I absolutely agree that it needs to be a transition; that is exactly my point. In the scenario we are discussing,
“Fossil fuel resources that cannot be burned and fossil fuel infrastructure (e.g. pipelines, power plants) that is no longer used may end up as a liability before the end of its anticipated economic lifetime.”
The assets are not being valued at their value over their lifetime; it is that simple. Say we give a value to an asset for its lifetime—25, 50, 100 years or whatever. Its lifetime will fall short of that period, and there will be catastrophic consequences for the financial and economic world; things will go into freefall. This is about economic risk, not just what we have, where. It is that fundamental. That understanding is missing from a lot of this debate, but financial services, pension funds and the insurance industry are all saying that they are very aware of the issue.
The hon. Lady has just read quite a detailed definition of a stranded asset, which included fossil fuel reserves remaining under the ocean, if I heard her correctly.
We would have to leave them there, but figures for them would be baked into the economic analysis and the business planning for those sites. That is why there is a financial risk; financial plans will come into play that will be unrealistic and unmeetable. That is why the assets will become stranded assets; it had been planned that they would produce a profit over a period, but we will not get to that time because of the situation.
If I understand the hon. Lady correctly, she is worrying about a figure of £1.5 billion in stranded assets, which includes fossil fuels that are left under the ground. That does not take into account the fact that the assets could be repurchased for an energy transition. Would she agree that there is perhaps more analysis to do?
To be clear, it is not £1.3 billion; it is £1.4 trillion, and that is why this is significant. I am not the only one worried about this—so are financial institutions around the globe. This massive financial risk could spin us into financial crisis if we are not careful. This is not just a climate catastrophe; it is an economic situation that we need to monitor, and we need to ensure that we do not have a cliff edge that lands us in a spiral that we cannot get out of. That is why a transition is so important, and why we need development of industry in the North sea, but cannot rely on our valuations of assets at the moment.
We need to take into consideration changes in the use of oil and gas, so that we can reach 1.5°C. We cannot deal with those two issues in isolation. As much as that would please everyone at the moment and allow them to make a quick buck, it is economically illiterate to think that we can continue as we are.

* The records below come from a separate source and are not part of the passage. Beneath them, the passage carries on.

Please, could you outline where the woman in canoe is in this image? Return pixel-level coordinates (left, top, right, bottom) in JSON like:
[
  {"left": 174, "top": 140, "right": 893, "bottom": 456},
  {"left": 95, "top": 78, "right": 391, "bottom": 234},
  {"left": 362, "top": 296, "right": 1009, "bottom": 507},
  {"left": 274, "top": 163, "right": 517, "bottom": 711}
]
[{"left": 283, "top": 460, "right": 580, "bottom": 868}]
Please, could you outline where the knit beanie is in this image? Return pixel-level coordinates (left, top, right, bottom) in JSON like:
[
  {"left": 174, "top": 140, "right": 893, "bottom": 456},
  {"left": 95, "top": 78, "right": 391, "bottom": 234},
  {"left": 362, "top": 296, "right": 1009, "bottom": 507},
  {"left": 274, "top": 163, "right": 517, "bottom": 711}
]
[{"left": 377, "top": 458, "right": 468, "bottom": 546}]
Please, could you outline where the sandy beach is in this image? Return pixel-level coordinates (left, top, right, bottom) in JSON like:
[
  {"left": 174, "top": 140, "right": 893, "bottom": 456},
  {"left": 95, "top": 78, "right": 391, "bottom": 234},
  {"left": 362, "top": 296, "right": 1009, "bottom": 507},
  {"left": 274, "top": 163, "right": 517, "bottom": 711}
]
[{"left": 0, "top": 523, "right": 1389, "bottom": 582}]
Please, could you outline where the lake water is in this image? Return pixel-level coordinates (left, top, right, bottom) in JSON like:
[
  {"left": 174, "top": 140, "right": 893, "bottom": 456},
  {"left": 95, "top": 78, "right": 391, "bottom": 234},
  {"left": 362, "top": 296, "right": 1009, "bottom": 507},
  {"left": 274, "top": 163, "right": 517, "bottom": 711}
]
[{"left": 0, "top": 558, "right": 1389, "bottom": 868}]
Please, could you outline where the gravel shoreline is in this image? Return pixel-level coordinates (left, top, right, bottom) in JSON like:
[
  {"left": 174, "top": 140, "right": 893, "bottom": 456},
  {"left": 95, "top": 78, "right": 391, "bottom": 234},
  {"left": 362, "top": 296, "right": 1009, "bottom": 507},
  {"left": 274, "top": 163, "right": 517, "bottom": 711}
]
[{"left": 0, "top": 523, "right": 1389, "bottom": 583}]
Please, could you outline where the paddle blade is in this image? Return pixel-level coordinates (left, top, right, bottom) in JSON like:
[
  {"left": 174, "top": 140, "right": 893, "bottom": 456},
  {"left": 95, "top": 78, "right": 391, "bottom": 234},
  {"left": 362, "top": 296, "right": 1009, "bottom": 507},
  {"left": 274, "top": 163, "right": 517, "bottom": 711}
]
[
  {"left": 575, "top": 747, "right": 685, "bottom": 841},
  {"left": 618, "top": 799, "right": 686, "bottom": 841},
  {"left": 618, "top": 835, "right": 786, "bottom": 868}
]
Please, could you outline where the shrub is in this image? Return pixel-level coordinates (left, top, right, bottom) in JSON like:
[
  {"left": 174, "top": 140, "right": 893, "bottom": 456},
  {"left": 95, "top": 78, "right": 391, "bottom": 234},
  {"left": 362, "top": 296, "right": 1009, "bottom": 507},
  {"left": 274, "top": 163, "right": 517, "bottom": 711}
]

That is a big problem. There are huge opportunities for Government, and I welcome a lot of the things in the Bill that will help to unlock them.
At household level, the move to renewables would significantly benefit people. Renewables are three times cheaper than oil and gas-related heating and electricity. A record number of households are suffering from energy insecurity. It is important that we look at the issue in the round. We cannot just say, “We need this” or “We need that,” and expect it to add up. If the financial sector gets scared, and much suggests that it is, it will look to invest in other places. If insurance companies say, “We are not going to insure these facilities because there is such an economic risk to us,” we are in trouble. If pension funds flee from the sector, we are in trouble. Our financial sector is incredibly important in this area, and those in it are saying loud and clear, “Governments are behind us, and we need them to catch up.” This tiny phrase, “Maximum economic recovery”, and what it asks for, could lead to the cliff edge that we have all been saying that we do not want. That is why this is so important.